Justo en el año 1800 publicaba Volta los primeros resultados sobre su pila eléctrica. Desde entonces hasta hoy, las baterías han alcanzado calidades excelentes como la todavía reciente batería de iones de litio, que hoy tienen casi todos los teléfonos móviles. A pesar de lo cara que es, su rendimiento hace que de sobra merezca la pena. Pero hay un uso de las baterías que hasta finales del siglo XX había quedado desechado: el de fuente de energía potente y limpia.
Me explico: los usos que hemos dado a las baterías, de momento, son principalmente para aparatos de baja potencia; pequeños dispositivos eléctricos que tienen por lo general un bajo consumo como relojes, teléfonos, marcapasos, ordenadores… ¿Pero podrían usarse baterías para llevar lejos y con suficiente velocidad a un coche? ¿Podrían servir para levantar aviones? Entiéndase por suficiente velocidad aquella que no haga desesperar al viajero. En esta línea de investigación nos encontramos con las llamadas células de combustible, que son como las pilas que todos conocemos, pero con características muy especiales.

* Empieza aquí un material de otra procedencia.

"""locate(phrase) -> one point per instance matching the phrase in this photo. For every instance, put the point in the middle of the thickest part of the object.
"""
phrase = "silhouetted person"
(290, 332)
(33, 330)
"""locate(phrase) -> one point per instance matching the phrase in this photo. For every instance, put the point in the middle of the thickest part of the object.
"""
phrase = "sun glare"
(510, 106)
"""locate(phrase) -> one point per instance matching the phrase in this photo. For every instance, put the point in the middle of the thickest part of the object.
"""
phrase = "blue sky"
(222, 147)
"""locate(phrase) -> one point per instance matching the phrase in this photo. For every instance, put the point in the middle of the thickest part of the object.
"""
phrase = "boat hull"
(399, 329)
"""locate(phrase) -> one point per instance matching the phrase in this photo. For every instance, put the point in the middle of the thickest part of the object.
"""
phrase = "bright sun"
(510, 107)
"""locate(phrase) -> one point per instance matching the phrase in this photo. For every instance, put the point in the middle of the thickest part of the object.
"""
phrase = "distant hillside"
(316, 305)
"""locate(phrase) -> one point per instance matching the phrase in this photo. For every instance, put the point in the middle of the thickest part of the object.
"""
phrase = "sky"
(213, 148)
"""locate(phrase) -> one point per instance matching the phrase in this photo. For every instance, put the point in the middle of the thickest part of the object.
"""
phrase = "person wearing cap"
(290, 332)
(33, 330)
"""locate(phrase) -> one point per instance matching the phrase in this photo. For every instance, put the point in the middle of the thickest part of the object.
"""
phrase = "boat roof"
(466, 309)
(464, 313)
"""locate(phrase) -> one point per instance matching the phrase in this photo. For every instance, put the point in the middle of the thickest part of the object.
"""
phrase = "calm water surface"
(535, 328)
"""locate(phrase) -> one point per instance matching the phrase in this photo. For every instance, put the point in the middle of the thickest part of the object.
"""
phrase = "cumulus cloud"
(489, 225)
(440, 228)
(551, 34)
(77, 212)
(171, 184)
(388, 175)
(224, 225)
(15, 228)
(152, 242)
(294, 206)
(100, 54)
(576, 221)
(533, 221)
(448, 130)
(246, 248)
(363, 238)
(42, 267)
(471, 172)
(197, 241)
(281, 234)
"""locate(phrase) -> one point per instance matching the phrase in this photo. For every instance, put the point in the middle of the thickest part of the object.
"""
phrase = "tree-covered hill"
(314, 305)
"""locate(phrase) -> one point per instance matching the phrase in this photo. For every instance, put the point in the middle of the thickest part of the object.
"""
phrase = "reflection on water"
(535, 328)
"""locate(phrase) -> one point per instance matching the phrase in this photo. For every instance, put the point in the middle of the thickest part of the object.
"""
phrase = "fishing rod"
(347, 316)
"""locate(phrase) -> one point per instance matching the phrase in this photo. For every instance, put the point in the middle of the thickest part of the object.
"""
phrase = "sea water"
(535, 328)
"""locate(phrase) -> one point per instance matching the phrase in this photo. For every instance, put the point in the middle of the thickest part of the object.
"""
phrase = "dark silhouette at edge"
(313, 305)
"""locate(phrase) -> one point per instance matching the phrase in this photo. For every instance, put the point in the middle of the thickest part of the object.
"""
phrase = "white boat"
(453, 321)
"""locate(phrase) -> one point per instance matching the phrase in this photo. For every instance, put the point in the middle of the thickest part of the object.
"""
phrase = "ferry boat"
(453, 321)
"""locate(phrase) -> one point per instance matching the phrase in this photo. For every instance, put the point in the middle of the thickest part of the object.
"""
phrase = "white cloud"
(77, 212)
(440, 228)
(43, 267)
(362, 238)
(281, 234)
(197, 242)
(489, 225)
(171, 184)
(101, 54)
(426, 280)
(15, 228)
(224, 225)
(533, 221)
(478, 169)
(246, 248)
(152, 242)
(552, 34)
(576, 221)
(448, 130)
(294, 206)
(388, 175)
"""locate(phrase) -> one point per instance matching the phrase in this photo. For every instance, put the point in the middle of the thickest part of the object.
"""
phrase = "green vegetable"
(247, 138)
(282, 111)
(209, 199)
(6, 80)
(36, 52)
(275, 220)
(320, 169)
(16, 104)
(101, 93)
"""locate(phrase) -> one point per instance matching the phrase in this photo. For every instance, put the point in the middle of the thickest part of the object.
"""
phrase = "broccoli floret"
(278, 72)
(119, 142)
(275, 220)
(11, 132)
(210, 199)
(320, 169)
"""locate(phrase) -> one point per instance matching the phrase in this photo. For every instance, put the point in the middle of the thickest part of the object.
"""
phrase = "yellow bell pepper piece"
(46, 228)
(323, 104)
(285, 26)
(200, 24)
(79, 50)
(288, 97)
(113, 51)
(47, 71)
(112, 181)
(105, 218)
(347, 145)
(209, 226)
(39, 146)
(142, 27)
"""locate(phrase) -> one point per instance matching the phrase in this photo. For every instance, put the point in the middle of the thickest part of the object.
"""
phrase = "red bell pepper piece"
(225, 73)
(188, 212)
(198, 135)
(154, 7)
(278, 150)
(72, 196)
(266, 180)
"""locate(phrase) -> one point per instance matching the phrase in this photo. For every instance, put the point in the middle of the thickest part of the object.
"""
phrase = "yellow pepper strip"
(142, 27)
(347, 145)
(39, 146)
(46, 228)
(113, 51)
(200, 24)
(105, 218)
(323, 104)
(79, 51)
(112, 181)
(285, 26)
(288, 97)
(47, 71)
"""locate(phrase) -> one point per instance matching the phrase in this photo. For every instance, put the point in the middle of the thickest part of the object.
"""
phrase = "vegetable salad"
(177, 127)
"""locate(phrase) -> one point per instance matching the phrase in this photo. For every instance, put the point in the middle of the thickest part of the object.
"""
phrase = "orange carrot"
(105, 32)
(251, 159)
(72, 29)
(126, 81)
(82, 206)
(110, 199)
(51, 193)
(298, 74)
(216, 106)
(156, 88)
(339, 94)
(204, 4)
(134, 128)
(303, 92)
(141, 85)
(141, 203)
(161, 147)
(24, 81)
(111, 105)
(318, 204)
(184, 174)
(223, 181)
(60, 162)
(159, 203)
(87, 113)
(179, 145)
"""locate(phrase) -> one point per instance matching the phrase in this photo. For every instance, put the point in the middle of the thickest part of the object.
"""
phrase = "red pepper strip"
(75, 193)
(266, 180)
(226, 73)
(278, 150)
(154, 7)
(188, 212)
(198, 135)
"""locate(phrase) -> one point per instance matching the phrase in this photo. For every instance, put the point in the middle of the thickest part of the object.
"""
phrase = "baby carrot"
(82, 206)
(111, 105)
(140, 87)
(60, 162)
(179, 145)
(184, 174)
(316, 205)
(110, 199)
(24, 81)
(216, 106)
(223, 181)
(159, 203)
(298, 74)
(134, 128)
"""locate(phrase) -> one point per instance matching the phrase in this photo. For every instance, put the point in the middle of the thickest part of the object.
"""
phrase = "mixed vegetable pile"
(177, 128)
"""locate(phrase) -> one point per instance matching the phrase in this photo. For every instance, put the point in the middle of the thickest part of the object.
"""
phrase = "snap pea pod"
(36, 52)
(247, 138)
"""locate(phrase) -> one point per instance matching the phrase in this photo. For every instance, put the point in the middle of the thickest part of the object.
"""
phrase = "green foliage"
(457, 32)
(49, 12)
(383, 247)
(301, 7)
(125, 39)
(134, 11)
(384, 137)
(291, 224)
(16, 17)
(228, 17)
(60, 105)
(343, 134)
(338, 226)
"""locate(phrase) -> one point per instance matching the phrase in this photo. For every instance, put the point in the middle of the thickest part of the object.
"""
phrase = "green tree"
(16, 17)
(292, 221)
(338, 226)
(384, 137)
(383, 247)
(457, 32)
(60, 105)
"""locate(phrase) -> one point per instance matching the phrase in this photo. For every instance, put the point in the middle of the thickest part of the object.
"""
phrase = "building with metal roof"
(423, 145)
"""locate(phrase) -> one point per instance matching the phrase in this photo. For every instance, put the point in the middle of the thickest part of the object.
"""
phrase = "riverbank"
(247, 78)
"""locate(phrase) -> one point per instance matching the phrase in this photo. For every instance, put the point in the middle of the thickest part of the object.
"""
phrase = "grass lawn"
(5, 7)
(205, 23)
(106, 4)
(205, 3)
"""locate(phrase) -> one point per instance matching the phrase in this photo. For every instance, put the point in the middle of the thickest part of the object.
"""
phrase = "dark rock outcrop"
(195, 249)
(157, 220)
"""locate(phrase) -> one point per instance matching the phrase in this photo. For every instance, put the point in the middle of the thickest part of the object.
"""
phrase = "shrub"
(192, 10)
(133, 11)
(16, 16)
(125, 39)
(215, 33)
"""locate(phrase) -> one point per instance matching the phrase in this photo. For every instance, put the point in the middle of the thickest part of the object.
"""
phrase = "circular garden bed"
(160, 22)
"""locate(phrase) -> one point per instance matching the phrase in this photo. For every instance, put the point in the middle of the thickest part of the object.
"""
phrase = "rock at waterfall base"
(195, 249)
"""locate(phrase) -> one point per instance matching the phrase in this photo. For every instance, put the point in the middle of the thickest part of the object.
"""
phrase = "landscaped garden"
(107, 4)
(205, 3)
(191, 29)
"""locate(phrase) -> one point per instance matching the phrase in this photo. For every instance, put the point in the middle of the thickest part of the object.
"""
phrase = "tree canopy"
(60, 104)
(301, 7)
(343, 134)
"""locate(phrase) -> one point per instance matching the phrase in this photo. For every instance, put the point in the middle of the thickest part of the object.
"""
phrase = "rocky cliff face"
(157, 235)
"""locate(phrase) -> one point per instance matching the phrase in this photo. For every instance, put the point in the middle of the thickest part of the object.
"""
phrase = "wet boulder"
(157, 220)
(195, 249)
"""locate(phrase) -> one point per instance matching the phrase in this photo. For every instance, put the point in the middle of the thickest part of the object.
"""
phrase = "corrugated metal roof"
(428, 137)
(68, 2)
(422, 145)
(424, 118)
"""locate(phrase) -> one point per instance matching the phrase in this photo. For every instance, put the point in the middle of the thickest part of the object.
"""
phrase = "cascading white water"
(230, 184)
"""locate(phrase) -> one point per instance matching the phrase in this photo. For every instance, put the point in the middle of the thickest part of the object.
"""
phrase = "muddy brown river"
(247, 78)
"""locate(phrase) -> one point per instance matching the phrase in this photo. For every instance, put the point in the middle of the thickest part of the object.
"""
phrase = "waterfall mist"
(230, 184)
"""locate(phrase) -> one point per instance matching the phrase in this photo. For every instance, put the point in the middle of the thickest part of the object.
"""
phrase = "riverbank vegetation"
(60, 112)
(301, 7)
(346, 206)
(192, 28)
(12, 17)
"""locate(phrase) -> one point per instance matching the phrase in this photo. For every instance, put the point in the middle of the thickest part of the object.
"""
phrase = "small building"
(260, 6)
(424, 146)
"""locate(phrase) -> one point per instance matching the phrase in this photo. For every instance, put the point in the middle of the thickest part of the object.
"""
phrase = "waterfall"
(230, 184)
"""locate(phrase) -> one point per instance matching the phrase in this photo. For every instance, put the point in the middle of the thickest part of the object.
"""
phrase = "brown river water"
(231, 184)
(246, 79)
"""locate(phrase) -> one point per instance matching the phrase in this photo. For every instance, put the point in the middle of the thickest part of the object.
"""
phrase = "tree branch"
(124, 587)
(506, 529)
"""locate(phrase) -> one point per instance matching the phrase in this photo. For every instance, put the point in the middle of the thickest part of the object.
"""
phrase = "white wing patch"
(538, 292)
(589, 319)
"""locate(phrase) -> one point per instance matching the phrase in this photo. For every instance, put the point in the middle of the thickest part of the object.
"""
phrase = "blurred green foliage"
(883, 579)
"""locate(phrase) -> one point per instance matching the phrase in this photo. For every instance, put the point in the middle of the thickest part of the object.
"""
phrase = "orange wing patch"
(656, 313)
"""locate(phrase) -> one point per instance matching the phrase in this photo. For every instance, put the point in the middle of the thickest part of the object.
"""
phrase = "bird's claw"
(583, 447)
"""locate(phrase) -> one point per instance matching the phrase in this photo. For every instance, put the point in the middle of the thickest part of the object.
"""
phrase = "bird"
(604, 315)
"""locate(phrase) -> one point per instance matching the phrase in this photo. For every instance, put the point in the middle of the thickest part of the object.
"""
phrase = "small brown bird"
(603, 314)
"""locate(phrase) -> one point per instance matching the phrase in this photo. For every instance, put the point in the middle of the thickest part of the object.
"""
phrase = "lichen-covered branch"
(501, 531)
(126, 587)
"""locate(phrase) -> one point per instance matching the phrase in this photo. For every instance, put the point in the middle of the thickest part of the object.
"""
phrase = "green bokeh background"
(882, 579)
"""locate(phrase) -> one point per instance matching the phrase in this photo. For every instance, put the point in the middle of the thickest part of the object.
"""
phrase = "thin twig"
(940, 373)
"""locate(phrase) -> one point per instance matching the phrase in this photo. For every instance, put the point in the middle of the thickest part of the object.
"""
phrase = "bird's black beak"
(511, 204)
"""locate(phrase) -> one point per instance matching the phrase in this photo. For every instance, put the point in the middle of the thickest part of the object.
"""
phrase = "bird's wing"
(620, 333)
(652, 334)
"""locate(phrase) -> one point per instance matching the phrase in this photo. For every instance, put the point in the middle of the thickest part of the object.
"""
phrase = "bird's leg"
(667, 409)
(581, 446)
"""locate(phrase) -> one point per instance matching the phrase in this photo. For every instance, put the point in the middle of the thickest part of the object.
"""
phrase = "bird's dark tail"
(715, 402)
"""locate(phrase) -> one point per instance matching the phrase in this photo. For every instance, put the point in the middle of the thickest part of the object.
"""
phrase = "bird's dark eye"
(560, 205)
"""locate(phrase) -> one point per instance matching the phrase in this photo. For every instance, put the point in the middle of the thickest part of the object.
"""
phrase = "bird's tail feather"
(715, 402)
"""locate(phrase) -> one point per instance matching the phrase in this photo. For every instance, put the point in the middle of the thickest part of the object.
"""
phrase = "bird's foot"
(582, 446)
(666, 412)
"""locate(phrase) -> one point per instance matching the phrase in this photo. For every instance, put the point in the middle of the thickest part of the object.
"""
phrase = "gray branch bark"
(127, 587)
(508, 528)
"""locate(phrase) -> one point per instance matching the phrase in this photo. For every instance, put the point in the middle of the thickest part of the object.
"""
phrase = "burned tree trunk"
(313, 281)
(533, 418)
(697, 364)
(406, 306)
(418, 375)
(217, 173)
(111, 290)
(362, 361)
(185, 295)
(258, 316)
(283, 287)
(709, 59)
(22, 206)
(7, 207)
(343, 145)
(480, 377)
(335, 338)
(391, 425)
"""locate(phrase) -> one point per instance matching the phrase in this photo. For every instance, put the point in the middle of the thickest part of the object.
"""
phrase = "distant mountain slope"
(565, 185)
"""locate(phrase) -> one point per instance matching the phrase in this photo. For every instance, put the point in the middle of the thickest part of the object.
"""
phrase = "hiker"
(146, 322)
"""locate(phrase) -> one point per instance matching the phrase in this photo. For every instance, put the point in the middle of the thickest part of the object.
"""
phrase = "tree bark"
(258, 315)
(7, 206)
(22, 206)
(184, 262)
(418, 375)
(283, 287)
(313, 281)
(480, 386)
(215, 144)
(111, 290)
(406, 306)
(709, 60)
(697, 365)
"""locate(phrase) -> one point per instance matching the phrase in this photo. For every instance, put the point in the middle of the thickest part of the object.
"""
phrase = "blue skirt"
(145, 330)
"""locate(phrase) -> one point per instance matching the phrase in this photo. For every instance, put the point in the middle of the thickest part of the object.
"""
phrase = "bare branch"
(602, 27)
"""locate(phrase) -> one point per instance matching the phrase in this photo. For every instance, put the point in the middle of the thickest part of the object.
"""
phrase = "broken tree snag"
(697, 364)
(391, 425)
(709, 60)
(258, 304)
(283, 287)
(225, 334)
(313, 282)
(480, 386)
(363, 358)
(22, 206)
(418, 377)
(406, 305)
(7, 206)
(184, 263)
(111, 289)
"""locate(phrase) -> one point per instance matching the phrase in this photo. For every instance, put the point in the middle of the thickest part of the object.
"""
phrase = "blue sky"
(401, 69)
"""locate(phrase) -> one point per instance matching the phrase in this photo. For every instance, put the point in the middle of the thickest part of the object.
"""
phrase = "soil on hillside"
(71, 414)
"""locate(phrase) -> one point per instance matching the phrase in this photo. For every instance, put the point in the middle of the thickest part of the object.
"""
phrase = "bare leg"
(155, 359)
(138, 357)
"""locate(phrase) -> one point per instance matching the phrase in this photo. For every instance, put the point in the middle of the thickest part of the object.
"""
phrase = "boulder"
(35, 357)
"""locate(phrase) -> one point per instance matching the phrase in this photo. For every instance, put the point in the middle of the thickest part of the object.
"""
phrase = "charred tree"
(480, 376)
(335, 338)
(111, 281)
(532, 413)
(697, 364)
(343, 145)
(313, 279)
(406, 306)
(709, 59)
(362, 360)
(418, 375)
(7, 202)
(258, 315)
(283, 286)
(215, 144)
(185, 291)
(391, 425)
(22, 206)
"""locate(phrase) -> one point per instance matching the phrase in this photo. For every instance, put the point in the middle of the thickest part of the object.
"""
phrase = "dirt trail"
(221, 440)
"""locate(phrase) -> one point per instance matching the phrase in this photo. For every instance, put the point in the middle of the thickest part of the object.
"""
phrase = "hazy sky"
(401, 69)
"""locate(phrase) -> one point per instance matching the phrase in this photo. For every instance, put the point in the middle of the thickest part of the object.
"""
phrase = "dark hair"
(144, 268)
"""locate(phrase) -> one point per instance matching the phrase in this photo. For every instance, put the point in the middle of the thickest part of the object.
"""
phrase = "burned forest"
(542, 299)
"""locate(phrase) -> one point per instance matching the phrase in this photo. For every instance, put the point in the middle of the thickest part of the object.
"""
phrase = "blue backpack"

Una batería convencional tiene productos químicos en su interior que a su vez tienen un cierto potencial químico entre sí. Cuando entran en contacto por mediación de cierto tipo de conductores, la corriente eléctrica circula de uno al otro, hasta que sus potenciales quedan igualados. Entonces tenemos dos posibilidades: tiramos la batería (en un punto verde a ser posible), o la recargamos (en caso de que el tipo de batería lo permita).
Con las células de combustible no sucede lo mismo. Los productos químicos entran continuamente en ellas, de forma que nunca se consumen. Siempre que haya entrada de los productos necesarios, habrá salida de corriente eléctrica. Para que todo esto sirva de algo, los productos en cuestión deben hallarse abundantemente en nuestro entorno. Así, la mayoría de las células de combustible usan hidrógeno como combustible y oxígeno como comburente. En 1899, Nernst observa una elevada conductividad de oxígeno de la zircona dopada con ytria. En 1937, Bauer y Preiss obtienen de este sistema una reacción de combustión con una peculiaridad: no tiene llama. Sin embargo el rendimiento es mucho mayor que aquel que proporcionaba el motor de combustión interna. En esta línea de desarrollo, las células de combustible prometen ser a la vez sustitutas de turbinas, plantas de potencia que alimentan ciudades, y baterías para coches, ordenadores etc… Pilas para todo.
Sin embargo, todavía tenemos varios problemas por resolver antes de disponer de forma generalizada de las células de combustible. Es fácil imaginar que el oxígeno es fácil de obtener, simplemente bombeando aire en la cámara del cátodo. ¿Pero de donde sacamos el hidrógeno? No suele haber tubos de hidrógeno con extensiones a nuestras casas, o a las gasolineras. Nos servimos de un aparato suplementario que se llama reformador, que se sirve de hidrocarburos o alcoholes para obtener el necesitado hidrógeno. Pero claro está, esto tiene un coste. Los reformadores pueden llegar a calentar excesivamente la célula de combustible, si se encuentra suficientemente cerca. Pero todavía es más grave que por disociar este hidrógeno, pasemos a emitir otro tipo de productos no deseados.
El 80% del hidrógeno es aprovechado como energía eléctrica. Ahora bien, si este hidrógeno es obtenido por mediación de un reformador, el rendimiento cae hasta el 40% en el mejor de los casos. Luego, el motor eléctrico con inversor (que rinde al 80%), hace que el rendimiento final sea como mucho del 32%. Mucha energía perdida en el camino desde la reacción química hasta el movimiento de nuestro coche. Evitar este gasto es precisamente el camino que nos queda por andar. No es una quimera, sólo cuestión de tiempo.